Abstract. Air in polar ice cores provides unique information on past climatic and atmospheric changes. We developed a new method combining wet extraction, gas
chromatography and mass spectrometry for high-precision, simultaneous measurements of eight air components (CH4, N2O and
CO2 concentrations; δ15N, δ18O, δO2∕N2 and δAr∕N2; and total air
content) from an ice-core sample of ∼ 60 g. The ice sample is evacuated for ∼ 2 h and melted under vacuum, and the
released air is continuously transferred into a sample tube at 10 K within 10 min.

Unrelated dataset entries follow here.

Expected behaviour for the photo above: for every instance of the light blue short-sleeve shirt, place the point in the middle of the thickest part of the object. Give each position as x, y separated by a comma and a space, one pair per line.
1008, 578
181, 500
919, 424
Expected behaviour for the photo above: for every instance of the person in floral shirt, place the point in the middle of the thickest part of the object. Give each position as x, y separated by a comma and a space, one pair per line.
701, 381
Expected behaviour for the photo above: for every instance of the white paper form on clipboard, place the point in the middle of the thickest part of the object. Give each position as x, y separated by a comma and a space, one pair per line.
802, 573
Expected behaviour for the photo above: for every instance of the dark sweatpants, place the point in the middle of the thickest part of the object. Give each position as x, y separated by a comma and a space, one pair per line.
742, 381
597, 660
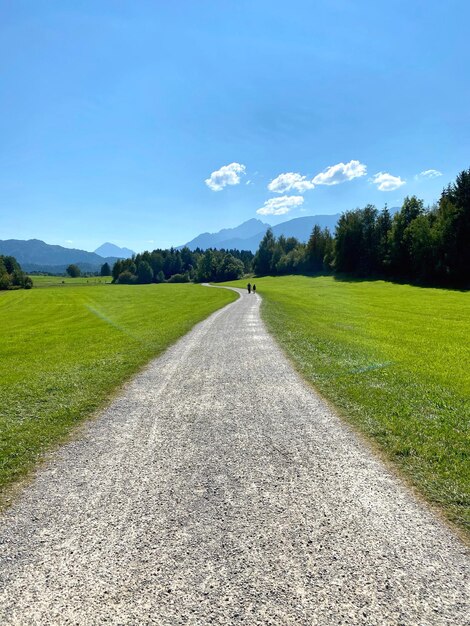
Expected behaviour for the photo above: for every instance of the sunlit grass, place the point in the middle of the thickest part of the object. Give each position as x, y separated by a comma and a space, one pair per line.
63, 352
395, 360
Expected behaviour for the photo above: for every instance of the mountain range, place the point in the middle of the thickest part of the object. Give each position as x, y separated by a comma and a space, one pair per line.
111, 250
35, 255
248, 235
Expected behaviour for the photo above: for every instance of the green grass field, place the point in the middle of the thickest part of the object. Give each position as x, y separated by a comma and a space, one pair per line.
64, 351
395, 360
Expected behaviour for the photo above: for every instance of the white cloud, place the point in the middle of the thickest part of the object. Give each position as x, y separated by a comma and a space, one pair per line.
428, 174
387, 182
290, 181
340, 173
227, 175
281, 205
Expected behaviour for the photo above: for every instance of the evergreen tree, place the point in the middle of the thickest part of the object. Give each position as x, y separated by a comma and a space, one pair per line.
105, 270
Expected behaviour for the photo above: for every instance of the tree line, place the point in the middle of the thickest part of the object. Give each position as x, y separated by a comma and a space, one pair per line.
423, 245
181, 266
12, 276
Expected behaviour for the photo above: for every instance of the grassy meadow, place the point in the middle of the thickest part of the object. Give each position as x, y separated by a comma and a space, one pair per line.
64, 350
395, 360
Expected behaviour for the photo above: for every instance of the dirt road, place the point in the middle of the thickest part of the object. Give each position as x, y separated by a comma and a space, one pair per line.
219, 489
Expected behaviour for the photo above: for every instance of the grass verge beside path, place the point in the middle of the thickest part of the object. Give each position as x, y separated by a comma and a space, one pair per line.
395, 361
63, 352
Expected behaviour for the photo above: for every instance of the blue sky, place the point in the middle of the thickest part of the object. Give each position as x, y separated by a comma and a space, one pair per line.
113, 114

The air is homogenized in the sample tube
overnight at room temperature and split into two aliquots for mass spectrometric and gas chromatographic measurements. Care is taken to minimize
(1) contamination of greenhouse gases by using a long evacuation time, (2) consumption of oxygen during sample storage by a passivation treatment on
sample tubes, and (3) fractionation of isotopic ratios with a long homogenization time for splitting. Precision is assessed by analyzing standard
gases with artificial ice and duplicate measurements of the Dome Fuji and NEEM ice cores. The overall reproducibility (1 SD) of duplicate ice-core
analyses are 3.2 ppb, 2.2 ppb and 2.9 ppm for CH4, N2O and CO2 concentrations;
0.006 ‰, 0.011 ‰, 0.09 ‰ and 0.12 ‰ for δ15N, δ18O, δO2∕N2
and δAr∕N2; and 0.63 mLSTP kg−1 for total air content, respectively. Our new method successfully combines the
high-precision, small-sample and multiple-species measurements, with a wide range of applications for ice-core paleoenvironmental studies.